مرکز منطقه ای اطلاع رساني علوم و فناوري - A bound on limit cycles in digital filters which exploits a particular structural property of the quantization

Abstract :

This paper presents an improved upper bound on the rms value of self-sustained limit cycles due to quantization in those implementations of digital filter sections where the quantization possesses a particular structural property. This structural property exists whenever the design utilizes a single quantizer, with the quantizer function restricted to the sector bounded by the 45° line and the horizontal axis. An important example of a case where this property exists is quantization by a single magnitude-truncation quantizer.

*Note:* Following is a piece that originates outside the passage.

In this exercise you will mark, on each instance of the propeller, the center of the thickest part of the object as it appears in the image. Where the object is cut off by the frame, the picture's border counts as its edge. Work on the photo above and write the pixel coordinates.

The main result is a closed form bound for the important case of second-order sections. The bound also has the following geometrical interpretation. For given filter feedback coefficients $a$ and $b$ , define the complex function $\\lambda (\\psi) = 1 - ae^{-i\\psi} - be^{-2i\\psi}$ and consider the "Nyquist locus" of points obtained in the complex plane by allowing $\\psi$ to range over $[0, 2\\pi]$ . The bound states that if the locus has no intersection with the Im- $\\lambda$ axis, then limit cycles do not exist. If an intersection exists, then limit cycles may exist and the rms bound is the inverse of the distance from the origin to the nearest point of intersection. It is proven that the bound given here always improves on the Sandberg-Kaiser bound.